Maybe you’re totally happy with your particular field and it’s just a matter of looking for a replacement job for your former position. But if you’re questioning your career choices or have realized that you want to make a change, use this time to figure out your options. Research industries or alternate careers of interest to you, think about your most and least favorite aspects of previous jobs, get professional input (look into whether hiring a resume writer would be a worthy investment, for example) as needed, with the goal of figuring out where you want to go and what it would take to get there. Does it require going back to school, moving to another city with more opportunities or simply reframing your resume for a new industry? Do this now when you have little to nothing to lose, because I guarantee that once you’re re-employed, making a big shake-up will once again seem like a risk you don’t think you can afford.

Do not feel guilty

You did not lose your job because you’re a bad person* and you shouldn’t treat being unemployed as some deserved punitive state in which you live in self-imposed misery as a means of reprimanding yourself for having the gall to have been downsized.
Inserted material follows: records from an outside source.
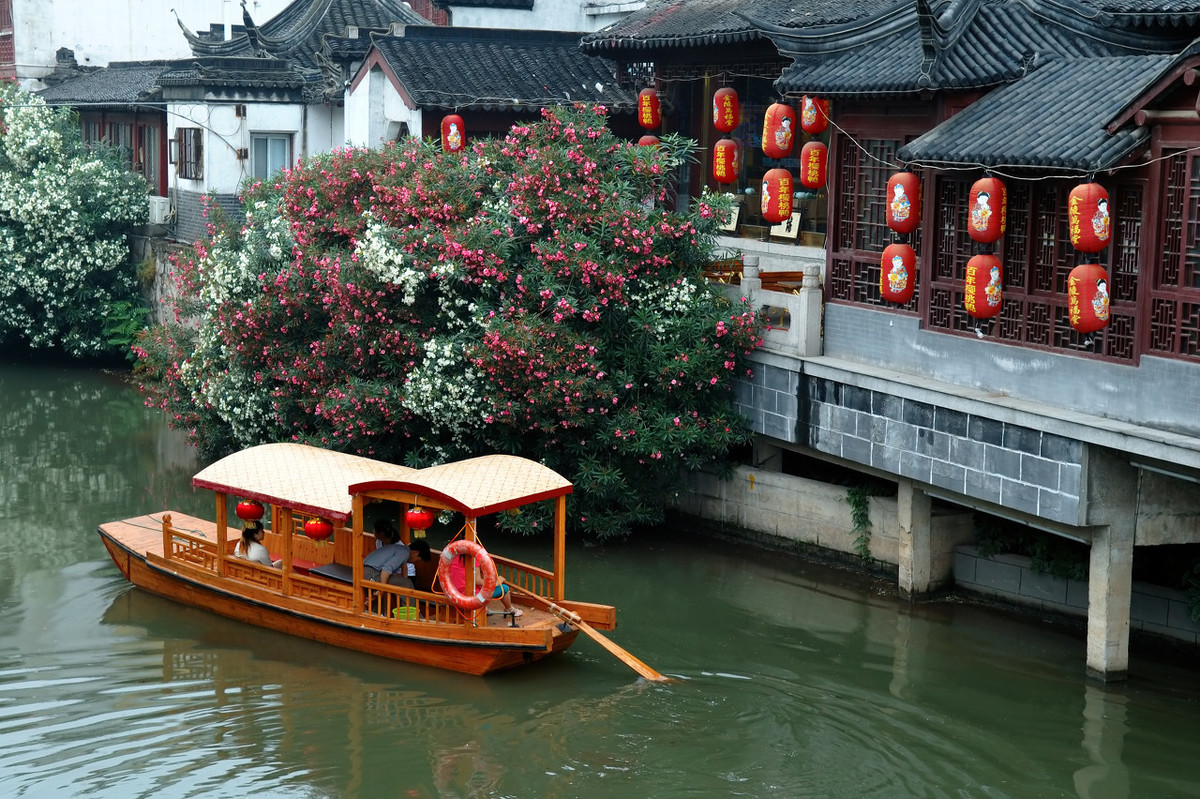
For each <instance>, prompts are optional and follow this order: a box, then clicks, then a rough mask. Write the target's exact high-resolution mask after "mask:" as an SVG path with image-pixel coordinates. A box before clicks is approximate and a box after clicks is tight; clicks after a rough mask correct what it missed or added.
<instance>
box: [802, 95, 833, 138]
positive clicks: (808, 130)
mask: <svg viewBox="0 0 1200 799" xmlns="http://www.w3.org/2000/svg"><path fill="white" fill-rule="evenodd" d="M827 127H829V101H828V100H821V98H820V97H809V96H808V95H804V98H803V100H802V101H800V128H803V131H804V132H805V133H812V134H816V133H824V130H826V128H827Z"/></svg>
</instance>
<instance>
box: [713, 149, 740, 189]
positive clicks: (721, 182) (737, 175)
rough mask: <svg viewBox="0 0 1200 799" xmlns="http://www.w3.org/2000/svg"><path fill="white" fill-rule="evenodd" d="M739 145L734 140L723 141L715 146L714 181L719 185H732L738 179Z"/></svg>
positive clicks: (714, 152)
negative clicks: (722, 184) (731, 184)
mask: <svg viewBox="0 0 1200 799" xmlns="http://www.w3.org/2000/svg"><path fill="white" fill-rule="evenodd" d="M739 167H740V164H739V163H738V143H737V142H734V140H733V139H721V140H720V142H718V143H716V144H714V145H713V180H715V181H716V182H719V184H732V182H733V181H734V180H737V179H738V168H739Z"/></svg>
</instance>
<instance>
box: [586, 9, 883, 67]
mask: <svg viewBox="0 0 1200 799" xmlns="http://www.w3.org/2000/svg"><path fill="white" fill-rule="evenodd" d="M894 4H895V0H860V1H858V2H847V0H810V1H809V2H806V4H803V5H802V4H798V2H794V0H650V1H649V2H647V4H646V7H644V8H642V10H641V11H635V12H634V13H631V14H629V16H628V17H625V18H624V19H622V20H619V22H616V23H613V24H612V25H608V26H607V28H605V29H602V30H599V31H596V32H594V34H589V35H587V36H584V37H583V43H582V47H583V50H584V52H586V53H592V54H595V55H617V54H620V53H623V52H624V53H628V54H629V55H632V54H635V53H636V52H637V50H649V49H667V48H680V47H706V46H712V44H736V43H739V42H752V41H762V40H764V38H766V36H764V35H763V32H762V30H760V29H758V26H757V25H756V24H755V23H752V22H750V19H758V20H763V22H767V23H769V24H774V25H781V26H785V28H796V26H802V25H830V24H839V23H845V22H850V20H852V19H857V18H860V17H864V16H871V14H872V11H875V10H877V8H883V7H889V6H892V5H894Z"/></svg>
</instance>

You are not a loser and taking up permanent residence on your couch, refusing to venture out to see friends and family and telling yourself that you’re never going to find meaningful work isn’t productive, helpful or remotely compassionate. You shouldn’t feel guilty for focusing on yourself while you’re unemployed, for taking time to learn new skills, read more books, get out in the fresh air and/or re-evaluate your career path. Self loathing and guilt are terrible motivators and aren’t going to get you back into the labor force any faster. In fact, wallowing in ‘em will just make the days seem even longer and more empty.

*Unless you were fired for harassing your coworkers or embezzling, in which case, you probably are a bad person.